Ahora bien, si alguien cree que todo este
pandemónium tiene lugar para zanjar la lucha entre los hombres por conseguir
para sí el poder supremo en la tierra se equivoca, pues de lo que se trata es
de asegurar el éxito de la revolución social y política que están llevando a
cabo desde las sombras aquéllos que quieren establecer definitivamente el
reinado de satanás en el mundo.
Como lo sinteticé anteriormente, la historia
verdadera lo confirma con hechos documentados que no han sido desmentidos por
nadie, como lo fue la gesta de los Cristeros Mejicanos, que ante la persecución
de la Iglesia Católica por parte de gobernantes masones y apátridas, no dudaron
en ofrendar sus vidas para defender la fe al grito de ¡Viva Cristo Rey!
Uno de los mártires de esta gloriosa gesta,
el Beato Anacleto Gonzáles Flores, en una síntesis magistral que puso al
descubierto la finalidad trascendente que perseguían los enemigos de Cristo
encubiertos en la defensa de intereses políticos beneficiosos para la
humanidad, plan que repiten en la actualidad, y alertó sobre lo que le deparaba
al pueblo mejicano si no conjuraba a tiempo este peligro, expuso ante sus
compañeros de lucha: “El enemigo avanza desplegando sus huestes en todo el
frente de batalla, y avanza conquistando palmo a palmo el terreno que nosotros
los católicos temerosamente abandonamos, y terminamos arrinconados en las
sacristías pidiéndole a Dios que El obre, que El haga, pero nosotros qué
hacemos?
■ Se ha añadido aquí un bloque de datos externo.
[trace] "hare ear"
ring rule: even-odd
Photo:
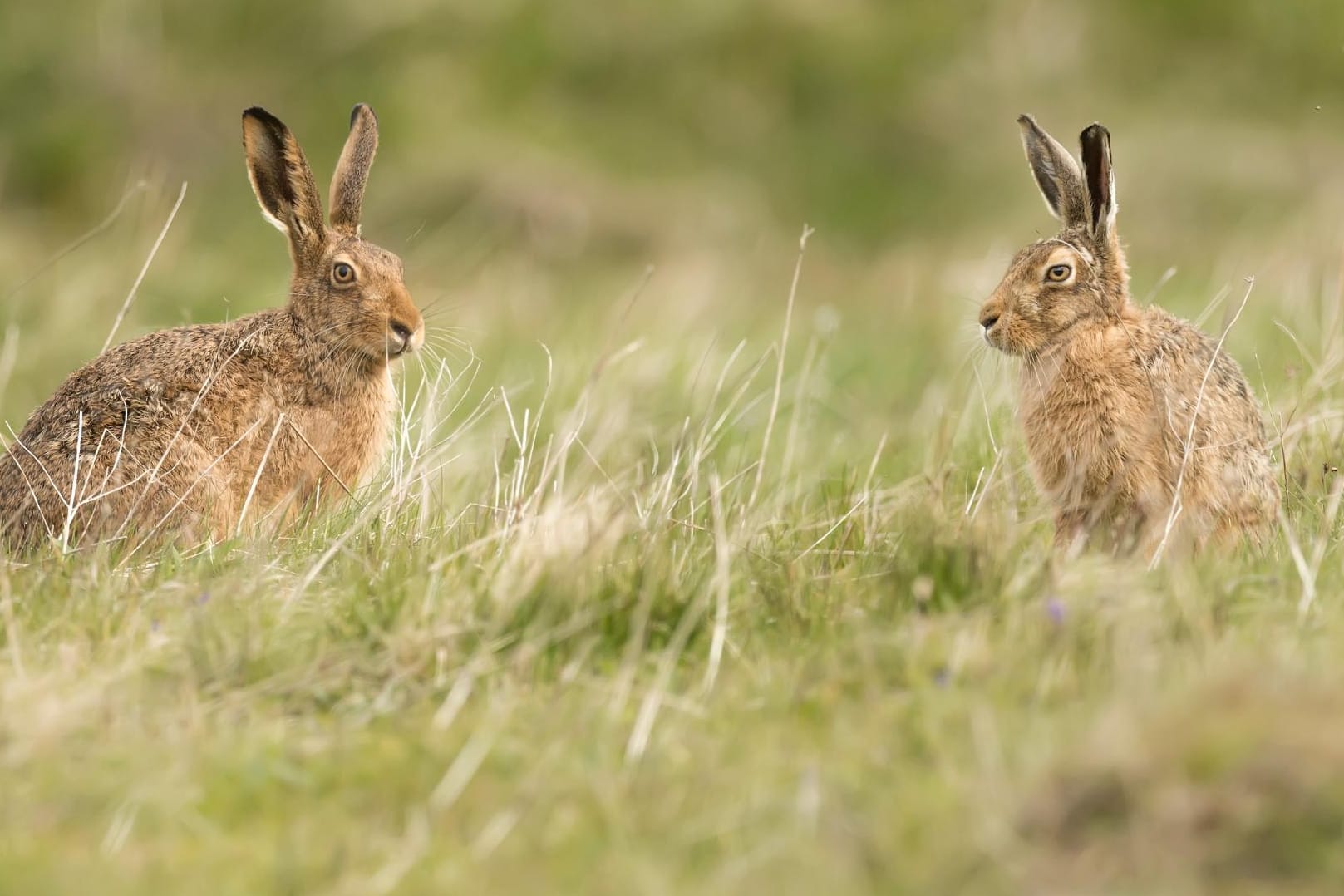
[[[289,234],[296,257],[320,249],[327,239],[323,203],[294,134],[280,118],[253,106],[243,113],[243,149],[266,220]]]
[[[1042,130],[1031,116],[1019,116],[1021,145],[1027,150],[1027,163],[1036,177],[1040,195],[1046,197],[1050,214],[1064,223],[1064,227],[1078,227],[1087,220],[1083,179],[1078,163],[1054,137]]]
[[[349,113],[349,136],[332,175],[331,218],[332,230],[345,236],[359,236],[359,215],[364,206],[364,184],[368,168],[378,152],[378,117],[374,110],[359,103]]]
[[[1089,125],[1078,137],[1083,150],[1083,177],[1087,184],[1087,232],[1101,242],[1116,230],[1116,172],[1110,167],[1110,132]]]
Nos hemos convertido en paralíticos espirituales escudados en una
falsa prudencia. Nos cortarán las cabezas y mientras éstas vayan rodando,
nuestras bocas seguirán repitiendo prudencia… prudencia… prudencia”.
Los exhortó entonces a sacudirse el yugo de
la pusilanimidad y luchar para instaurarlo todo en Cristo, tal como lo pedía el
Papa San Pío X, aún a costa de sacrificar sus propias vidas, porque para ello
habían jurado solemnemente “amar a Dios hasta el martirio, a la Patria hasta el
heroísmo, y al pueblo hasta el sacrificio”.
El pueblo mejicano, al igual que los
habitantes de La Vendée en Francia; que los nuevos Cristeros Cubanos; que los
españoles que combatieron contra el comunismo ateo y apátrida; y muchos otros
pueblos del mundo cuyos habitantes defendieron con su sangre el reinado social
de Cristo en sus patrias y hogares, entendieron que el problema del mal no es
una cuestión histórico-social, sino una cuestión teológica, y que no podían
librarse de sus nefastas consecuencias solos y
prescindiendo de la ayuda de Dios, sino que debían hacerlo invocando la
intercesión de Nuestro Señor Jesucristo quien prometió que todo aquél que lo
reconozca abiertamente ante los hombres, Él lo reconocerá frente al Padre que
está en los cielos, porque nadie va al Padre sino por Él.
He aquí el verdadero significado de la máxima
católica referida a que “nadie se salva solo”, que se utiliza hoy
circunscribiendo su alcance y eficacia a la sola voluntad y decisión del
hombre.
Al respecto, nos ilustra de manera brillante
Genta al referirse en su obra al cristiano y el Orden Político: “El hombre,
todo hombre, es una persona, criatura racional, libre y social por naturaleza;
hecha a imagen y semejanza de Dios por su alma inmaterial e inmortal. Tiene un
destino singular, único e intransferible, trascendente y eterno; pero que no
realiza aislado, sino en comunidad con Dios y con los otros hombres; no se
salva ni se pierde solo; no puede lograr su bien personal sino ordenado al Bien
Común, tanto temporal como eterno. Por esto es que el Bien Común es la ley
primera de la sociedad política después de Dios”[15].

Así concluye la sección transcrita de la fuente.